70. Unified Worker for All Consumers

Status: Accepted Date: 2025-07-06

Context

Our system uses BullMQ for many different asynchronous tasks across various modules (Admin, Apollo, Minerva, etc.). Each of these tasks requires a "consumer" or "worker" process to listen to a queue and execute the job. We need to decide on a deployment strategy for these consumers. We could deploy each consumer as a separate microservice, or we could group them together.

Decision

We will adopt a Unified Worker (or "Fat Worker") deployment model. We will create a single, comprehensive mercury-worker application whose sole purpose is to host and run all the queue consumers from across the entire Mercury system.

This worker application will import the necessary modules and providers from all other parts of the application to provide the context needed for each consumer to do its job. This single mercury-worker artifact will be the engine for all background job processing.

Consequences

Positive:

  • Simplified Deployment & Operations: We only have to deploy, monitor, and scale one type of worker process instead of dozens of different ones. This massively simplifies our operational overhead.
  • Resource Efficiency: A single, larger worker process can often be more resource-efficient (in terms of memory and CPU) than running many small, separate processes, as they can share common dependencies and connections.
  • Centralized Management: All background processing logic is co-located and managed in a single place, making it easier to reason about the system's overall capacity and behavior.

Negative:

  • Tightly Coupled Deployment: All consumers are bundled together.
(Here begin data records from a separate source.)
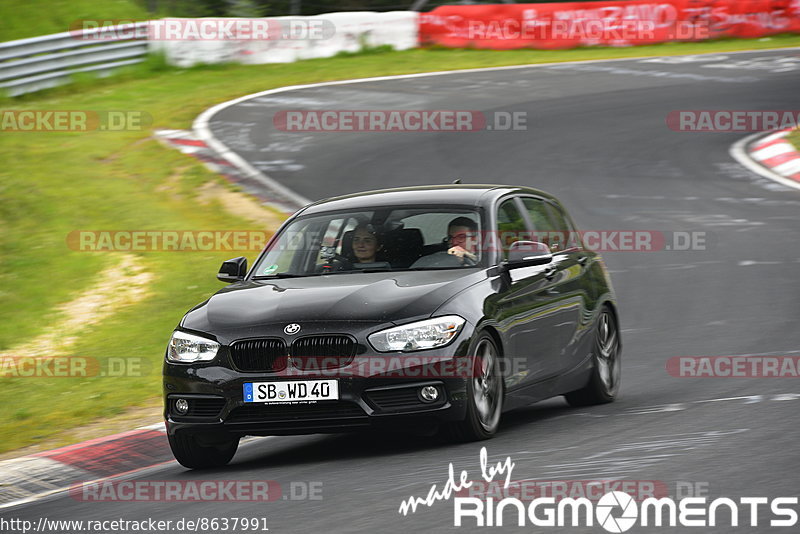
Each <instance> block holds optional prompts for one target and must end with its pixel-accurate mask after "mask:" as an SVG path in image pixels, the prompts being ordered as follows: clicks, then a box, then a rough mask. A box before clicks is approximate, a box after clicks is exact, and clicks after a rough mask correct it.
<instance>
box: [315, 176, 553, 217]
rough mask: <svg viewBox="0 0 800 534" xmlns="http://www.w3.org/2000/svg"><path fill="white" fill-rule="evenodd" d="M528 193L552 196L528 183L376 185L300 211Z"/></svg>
mask: <svg viewBox="0 0 800 534" xmlns="http://www.w3.org/2000/svg"><path fill="white" fill-rule="evenodd" d="M511 193H517V194H531V195H536V196H541V197H544V198H548V199H550V200H556V199H555V198H554V197H553V196H552V195H549V194H548V193H545V192H543V191H539V190H537V189H532V188H530V187H522V186H513V185H492V184H448V185H428V186H413V187H401V188H396V189H379V190H375V191H365V192H363V193H353V194H350V195H344V196H339V197H332V198H327V199H324V200H319V201H317V202H314V203H313V204H309V205H308V206H306V207H305V208H304V209H303V210H301V213H302V214H303V215H312V214H316V213H324V212H328V211H338V210H348V209H359V208H372V207H383V206H402V205H409V204H412V205H413V204H417V205H420V204H422V205H424V204H437V205H459V206H486V205H489V204H491V203H492V202H493V201H494V200H495V199H497V198H499V197H501V196H504V195H506V194H511Z"/></svg>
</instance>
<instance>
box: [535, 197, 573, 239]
mask: <svg viewBox="0 0 800 534" xmlns="http://www.w3.org/2000/svg"><path fill="white" fill-rule="evenodd" d="M522 203H523V205H524V206H525V210H526V211H527V212H528V218H530V220H531V224H532V225H533V232H534V239H535V240H536V241H539V242H540V243H544V244H546V245H547V246H548V247H550V250H551V251H552V252H561V251H564V250H566V249H568V248H570V247H571V246H574V243H572V241H573V240H574V239H575V238H577V235H576V234H575V233H574V232H573V228H572V225H571V224H570V223H569V221H568V220H567V218H566V216H565V215H564V213H563V212H562V211H561V210H560V209H559V208H558V207H557V206H555V205H553V204H551V203H550V202H545V201H544V200H542V199H538V198H530V197H527V198H523V199H522Z"/></svg>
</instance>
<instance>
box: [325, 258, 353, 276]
mask: <svg viewBox="0 0 800 534" xmlns="http://www.w3.org/2000/svg"><path fill="white" fill-rule="evenodd" d="M325 265H327V266H330V267H329V268H328V269H325ZM325 265H323V266H322V272H329V273H332V272H336V271H347V270H350V269H352V268H353V262H351V261H350V260H348V259H347V258H345V257H344V256H342V255H341V254H334V255H333V257H332V258H330V259H328V260H327V261H326V262H325Z"/></svg>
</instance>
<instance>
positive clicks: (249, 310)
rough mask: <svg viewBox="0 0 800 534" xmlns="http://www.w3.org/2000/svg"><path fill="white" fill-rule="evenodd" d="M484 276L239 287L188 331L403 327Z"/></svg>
mask: <svg viewBox="0 0 800 534" xmlns="http://www.w3.org/2000/svg"><path fill="white" fill-rule="evenodd" d="M485 279H486V273H485V272H484V271H481V270H478V271H476V270H474V269H469V270H461V269H447V270H437V271H408V272H389V273H352V274H336V275H327V276H326V275H323V276H309V277H304V278H287V279H274V280H258V281H247V282H240V283H236V284H233V285H230V286H228V287H226V288H225V289H223V290H221V291H219V292H218V293H216V294H215V295H214V296H212V297H211V298H210V299H208V300H207V301H206V302H204V303H202V304H200V305H199V306H197V307H196V308H194V309H193V310H191V311H190V312H189V313H188V314H187V315H186V317H184V320H183V322H182V323H181V325H182V326H183V327H185V328H188V329H192V330H198V331H201V332H208V333H211V334H223V335H224V334H225V333H229V332H231V333H232V331H243V330H245V331H253V330H254V329H256V330H257V329H258V326H260V325H269V324H274V323H281V324H288V323H292V322H309V321H325V322H330V321H359V322H370V323H394V322H397V321H400V322H403V321H407V320H411V319H415V318H423V317H429V316H430V315H431V314H432V313H433V312H435V311H436V309H437V308H439V307H440V306H441V305H442V304H444V303H445V302H446V301H447V300H449V299H450V298H452V297H453V296H454V295H456V294H457V293H459V292H460V291H463V290H464V289H466V288H467V287H469V286H470V285H472V284H475V283H477V282H479V281H480V280H485Z"/></svg>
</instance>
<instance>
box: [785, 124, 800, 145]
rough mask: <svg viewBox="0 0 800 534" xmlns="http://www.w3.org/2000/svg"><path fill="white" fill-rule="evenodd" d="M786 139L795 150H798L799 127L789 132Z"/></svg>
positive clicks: (798, 138)
mask: <svg viewBox="0 0 800 534" xmlns="http://www.w3.org/2000/svg"><path fill="white" fill-rule="evenodd" d="M786 139H788V140H789V142H790V143H792V144H793V145H794V147H795V148H796V149H797V150H800V128H798V129H797V130H795V131H793V132H792V133H790V134H789V136H788V137H787V138H786Z"/></svg>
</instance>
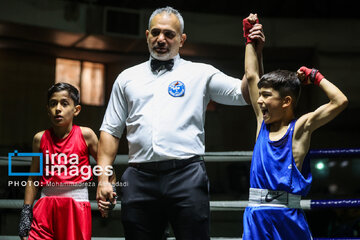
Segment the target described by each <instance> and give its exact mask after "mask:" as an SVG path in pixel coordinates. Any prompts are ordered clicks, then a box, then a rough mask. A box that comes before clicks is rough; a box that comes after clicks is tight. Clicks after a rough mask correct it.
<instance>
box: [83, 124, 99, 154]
mask: <svg viewBox="0 0 360 240" xmlns="http://www.w3.org/2000/svg"><path fill="white" fill-rule="evenodd" d="M80 128H81V132H82V134H83V136H84V139H85V142H86V145H87V146H88V149H89V153H90V155H91V156H92V157H93V158H94V159H95V160H97V147H98V138H97V136H96V134H95V133H94V131H93V130H92V129H90V128H87V127H80Z"/></svg>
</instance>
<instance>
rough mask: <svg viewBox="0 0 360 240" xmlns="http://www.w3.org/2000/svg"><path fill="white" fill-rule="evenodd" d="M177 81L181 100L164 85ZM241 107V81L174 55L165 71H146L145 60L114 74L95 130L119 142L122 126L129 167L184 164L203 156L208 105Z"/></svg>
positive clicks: (218, 71)
mask: <svg viewBox="0 0 360 240" xmlns="http://www.w3.org/2000/svg"><path fill="white" fill-rule="evenodd" d="M173 82H180V84H181V85H182V86H183V88H184V89H185V92H184V94H183V95H182V96H172V95H170V93H169V85H171V84H172V83H173ZM210 99H211V100H213V101H215V102H218V103H222V104H226V105H246V102H245V100H244V98H243V96H242V93H241V80H240V79H238V78H233V77H230V76H227V75H225V74H224V73H222V72H220V71H219V70H218V69H216V68H214V67H213V66H211V65H208V64H203V63H194V62H191V61H186V60H184V59H182V58H180V56H179V55H177V56H176V57H175V58H174V67H173V69H172V70H171V71H167V70H165V69H163V70H160V71H159V72H152V71H151V67H150V60H149V61H147V62H144V63H141V64H139V65H136V66H134V67H131V68H128V69H126V70H124V71H123V72H122V73H120V74H119V76H118V77H117V79H116V81H115V83H114V85H113V89H112V92H111V96H110V100H109V103H108V106H107V109H106V112H105V116H104V119H103V123H102V125H101V128H100V131H105V132H107V133H110V134H111V135H113V136H115V137H117V138H120V137H121V135H122V133H123V130H124V127H125V126H126V130H127V140H128V144H129V162H149V161H161V160H167V159H186V158H190V157H192V156H194V155H204V153H205V133H204V122H205V111H206V107H207V104H208V103H209V101H210Z"/></svg>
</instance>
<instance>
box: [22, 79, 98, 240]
mask: <svg viewBox="0 0 360 240" xmlns="http://www.w3.org/2000/svg"><path fill="white" fill-rule="evenodd" d="M47 97H48V101H47V111H48V115H49V117H50V122H51V126H52V127H51V128H49V129H47V130H45V131H41V132H39V133H37V134H35V136H34V139H33V152H41V153H43V176H41V177H33V176H30V177H29V178H28V182H27V185H26V188H25V199H24V206H23V209H22V212H21V216H20V224H19V236H20V238H21V239H22V240H26V239H29V240H32V239H36V240H37V239H58V240H90V239H91V207H90V202H89V198H88V189H87V186H86V184H85V183H86V182H88V181H90V180H91V179H92V170H91V167H90V163H89V154H91V155H92V156H93V157H94V158H95V159H96V155H97V143H98V138H97V136H96V134H95V133H94V132H93V131H92V130H91V129H90V128H87V127H79V126H77V125H74V124H73V118H74V117H76V116H77V115H79V113H80V110H81V106H80V105H79V91H78V90H77V89H76V88H75V87H74V86H72V85H70V84H67V83H57V84H55V85H53V86H52V87H50V88H49V90H48V96H47ZM39 169H40V160H39V158H34V159H33V160H32V164H31V167H30V172H39ZM36 181H38V182H39V184H35V182H36ZM38 186H39V187H41V188H42V190H41V198H40V199H39V200H38V201H37V203H36V204H35V206H34V209H33V210H32V205H33V203H34V200H35V197H36V194H37V191H38ZM32 215H33V216H32ZM102 215H104V211H103V212H102Z"/></svg>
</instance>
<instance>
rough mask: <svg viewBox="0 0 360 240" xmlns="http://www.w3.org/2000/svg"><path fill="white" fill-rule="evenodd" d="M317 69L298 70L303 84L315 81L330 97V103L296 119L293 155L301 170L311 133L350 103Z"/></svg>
mask: <svg viewBox="0 0 360 240" xmlns="http://www.w3.org/2000/svg"><path fill="white" fill-rule="evenodd" d="M316 71H317V70H316ZM316 71H315V70H312V69H308V68H306V67H301V68H300V69H299V70H298V72H297V74H298V78H299V79H300V81H301V82H302V84H304V85H308V84H311V83H314V84H315V85H318V86H319V87H320V88H321V89H322V90H323V91H324V92H325V94H326V95H327V97H328V98H329V102H328V103H326V104H324V105H321V106H320V107H319V108H317V109H316V110H315V111H313V112H310V113H307V114H304V115H303V116H301V117H300V118H299V119H298V120H297V121H296V124H295V129H294V136H293V156H294V159H295V163H296V166H297V167H298V169H299V170H301V168H302V163H303V160H304V158H305V155H306V154H307V152H308V151H309V148H310V140H311V134H312V133H313V132H314V131H315V130H316V129H318V128H319V127H321V126H323V125H325V124H326V123H328V122H330V121H331V120H333V119H334V118H335V117H336V116H337V115H338V114H339V113H340V112H341V111H343V110H344V109H345V108H346V106H347V103H348V100H347V98H346V96H345V95H344V94H343V93H342V92H341V91H340V90H339V89H338V88H337V87H336V86H335V85H334V84H332V83H331V82H330V81H328V80H327V79H325V78H324V76H322V75H321V74H320V73H319V72H316ZM314 73H315V74H314Z"/></svg>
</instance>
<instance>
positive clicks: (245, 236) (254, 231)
mask: <svg viewBox="0 0 360 240" xmlns="http://www.w3.org/2000/svg"><path fill="white" fill-rule="evenodd" d="M243 224H244V234H243V240H248V239H251V240H252V239H261V240H263V239H271V240H275V239H292V240H296V239H299V240H306V239H312V237H311V232H310V229H309V225H308V224H307V222H306V219H305V214H304V212H303V210H302V209H298V208H282V207H268V206H266V207H264V206H261V207H247V208H246V209H245V212H244V220H243Z"/></svg>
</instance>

A change to one consumer requires a restart of the entire worker process, which temporarily stops processing for all other tasks. A bug in one consumer (like a memory leak) can affect all other consumers running in the same process.
  • Single Point of Failure: If the unified worker process crashes, all background job processing across the entire system stops.
  • Complex Dependency Management: The unified worker has a large number of dependencies, as it needs to import modules from all over the application. This can make its dependency graph complex.

Mitigation:

  • High Availability Deployment: The mercury-worker will be deployed as a container with multiple replicas. If one instance crashes, the others continue processing jobs, ensuring high availability. BullMQ's queueing ensures no jobs are lost during a brief outage of one worker.
  • Robust Error Handling: Each consumer will be wrapped in its own try/catch block to ensure that an error in one job does not crash the entire worker process. We will implement strict quality gates, including unit and integration tests for each consumer.
  • Modular Imports: We will leverage NestJS's modular architecture. The worker application will simply be a composition of modules, keeping the top-level wiring clean, even if the underlying dependency graph is large.
  • Monitoring: We will heavily monitor the resource usage (CPU, memory) of the worker process to detect issues like memory leaks early.